Facebook Will Be an Internet Service Provider

March 04, 2014
By: Gary Kim

You can add Facebook (News - Alert) to the list of application providers that are becoming Internet access providers on a wide scale.

Facebook has purchased Titan Aerospace, giving Facebook the ability to launch fleets of solar-powered drones providing Internet access to billions of new users in the global south.

Titan Aerospace manufactures a solar-powered high-altitude drone that can stay aloft for five years.

Facebook is interested in dispatching some 11,000 unmanned aerial vehicles over parts of the globe that lack Internet access, beginning in Africa, according to the report. The Titan Aerospace drones would represent a novel attempt to bring Internet access services to billions of people at lower cost than has been possible so far.

The Tital Aerospace purchase is expected to assist the Internet.org project, which is similar in intent to Google’s (News - Alert) “Project Loon,” which uses fleets of balloons, not aircraft, to bring Internet access to billions of people in the global south.
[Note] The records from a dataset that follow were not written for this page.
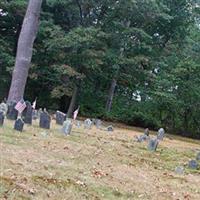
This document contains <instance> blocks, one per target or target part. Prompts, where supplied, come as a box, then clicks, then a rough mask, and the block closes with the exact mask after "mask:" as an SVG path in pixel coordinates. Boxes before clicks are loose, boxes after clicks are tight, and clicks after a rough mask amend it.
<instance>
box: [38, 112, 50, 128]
mask: <svg viewBox="0 0 200 200" xmlns="http://www.w3.org/2000/svg"><path fill="white" fill-rule="evenodd" d="M50 124H51V117H50V115H49V114H48V112H45V111H44V112H42V113H41V114H40V128H45V129H50Z"/></svg>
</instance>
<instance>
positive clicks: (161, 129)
mask: <svg viewBox="0 0 200 200" xmlns="http://www.w3.org/2000/svg"><path fill="white" fill-rule="evenodd" d="M164 136H165V130H164V129H163V128H160V129H159V130H158V135H157V139H158V140H163V139H164Z"/></svg>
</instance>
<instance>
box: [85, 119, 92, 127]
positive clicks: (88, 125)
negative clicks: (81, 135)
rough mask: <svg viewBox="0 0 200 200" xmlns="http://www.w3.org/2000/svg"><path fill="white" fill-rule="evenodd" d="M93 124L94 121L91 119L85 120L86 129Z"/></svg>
mask: <svg viewBox="0 0 200 200" xmlns="http://www.w3.org/2000/svg"><path fill="white" fill-rule="evenodd" d="M91 126H92V121H91V120H90V119H86V120H85V121H84V128H85V129H91Z"/></svg>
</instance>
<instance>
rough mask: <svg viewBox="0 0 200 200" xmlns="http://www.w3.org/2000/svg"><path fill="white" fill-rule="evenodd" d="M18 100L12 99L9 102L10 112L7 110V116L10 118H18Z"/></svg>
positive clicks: (7, 117)
mask: <svg viewBox="0 0 200 200" xmlns="http://www.w3.org/2000/svg"><path fill="white" fill-rule="evenodd" d="M16 104H17V103H16V102H14V101H11V102H10V103H8V112H7V118H8V119H10V120H16V119H17V116H18V111H17V110H16V109H15V106H16Z"/></svg>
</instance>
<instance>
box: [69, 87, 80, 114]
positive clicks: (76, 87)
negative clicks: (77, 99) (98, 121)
mask: <svg viewBox="0 0 200 200" xmlns="http://www.w3.org/2000/svg"><path fill="white" fill-rule="evenodd" d="M77 95H78V87H77V86H75V87H74V91H73V94H72V98H71V101H70V105H69V108H68V111H67V117H68V118H69V117H72V113H73V110H74V107H75V104H76V99H77Z"/></svg>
About two thirds of the world’s population does not yet use the Internet, representing perhaps five billion potential users.

One key barrier is the historically high cost of access infrastructure. Mobile networks are expected to provide such access for hundreds of millions of people, over the next decade. The issue is how to provide access to billions over the same time frame, at very low costs.

One might argue that balloon-based, drone-based or Wi-Fi-based access methods compete with mobile or satellite methods of providing Internet access.

In some cases that might be the case. In many other cases the alternatives will represent the primary means of connection, especially in remote areas where disposable income remains low.

In fact, one might argue that traditional telecom network approaches inherently are too expensive to provide low-cost Internet access to billions of new users in the global south, where typical per-capita household income can be measured in dollars per day.

Some of us would describe the business model issue, at a high level, as working back from a few dollars a month in revenue, per household to create the infrastructure and also support operating costs.

That is a challenging task, and eventually might “compete” with existing mobile, fixed network or satellite Internet access methods to some extent. Over time, the conflict will lessen, as typical household income will grow over the next couple of decades.